Selon plusieurs responsables d’établissements, ces rejets s’appuient sur des motifs administratifs et pédagogiques contestés : nombre de stages jugé insuffisant, dossiers déclarés incomplets ou encore nouvelles exigences introduites tardivement, sans concertation préalable. «Chaque année, des règles apparaissent au moment du dépôt des dossiers, rendant la conformité presque impossible», confie un responsable d’école sous couvert d’anonymat.

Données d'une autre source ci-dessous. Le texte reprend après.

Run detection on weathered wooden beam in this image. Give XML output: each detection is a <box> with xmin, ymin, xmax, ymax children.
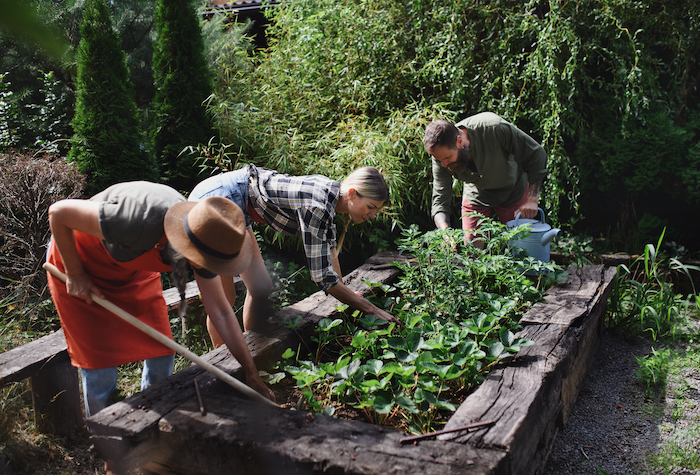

Exigences variables et règles instables
Parmi les points les plus décriés figure l’exigence du certificat de nationalité, tantôt tolérée, tantôt rendue obligatoire selon les années. Une règle héritée d’un ancien système, lorsque les diplômés intégraient automatiquement la fonction publique. Aujourd’hui, alors que le contexte a profondément évolué, cette exigence continue de bloquer des étudiants, y compris ceux régulièrement inscrits et formés.
Des stages irréalisables dans les conditions actuelles
Autre difficulté majeure : les exigences en matière de stages, jugés irréalisables. Les étudiants doivent valider jusqu’à 13 stages, auxquels s’ajoutent les stages ruraux, dans un contexte marqué par la rareté des terrains de stage, l’absence d’accompagnement institutionnel et des coûts élevés supportés par les apprenants et les écoles sans aucune subvention de l’Etat.
Pour les écoles, le système actuel n’a jamais fait l’objet d’une évaluation rigoureuse, alors qu’il génère des exclusions massives et compromet l’avenir professionnel de milliers de jeunes.
Frais d’examen et zones d’ombre
La question des frais d’examen, fixés à 20.000 F Cfa par étudiant, alimente également les interrogations. Depuis 2023, le circuit de versement de ces fonds a changé, sans qu’un bilan public détaillé ne soit systématiquement communiqué. Plusieurs acteurs appellent désormais à un audit, afin de garantir la transparence dans la gestion de ces ressources.
Des examens annoncés à la dernière minute
La gestion du calendrier des examens fait également débat. Les dates des épreuves ont été communiquées à peine quinze jours avant leur tenue, laissant les écoles et les étudiants dans une grande impréparation. Une méthode jugée incompatible avec les standards de bonne gouvernance et de planification académique.
Un sentiment d’injustice généralisé
Pour les acteurs du secteur, la situation est d’autant plus grave que des étudiants ayant suivi deux années complètes de formation se voient privés de l’examen final, sans solution alternative ni mesure transitoire. «Le rejet devrait être une exception. Aujourd’hui, il est devenu la règle», déplore un formateur.
Face à ce qu’ils qualifient de résultats catastrophiques, les responsables d’écoles appellent à une réforme urgente du dispositif de certification, à plus de souplesse, de concertation et d’humanisme, afin d’éviter que la formation sanitaire ne devienne un parcours d’exclusion plutôt qu’un levier de développement.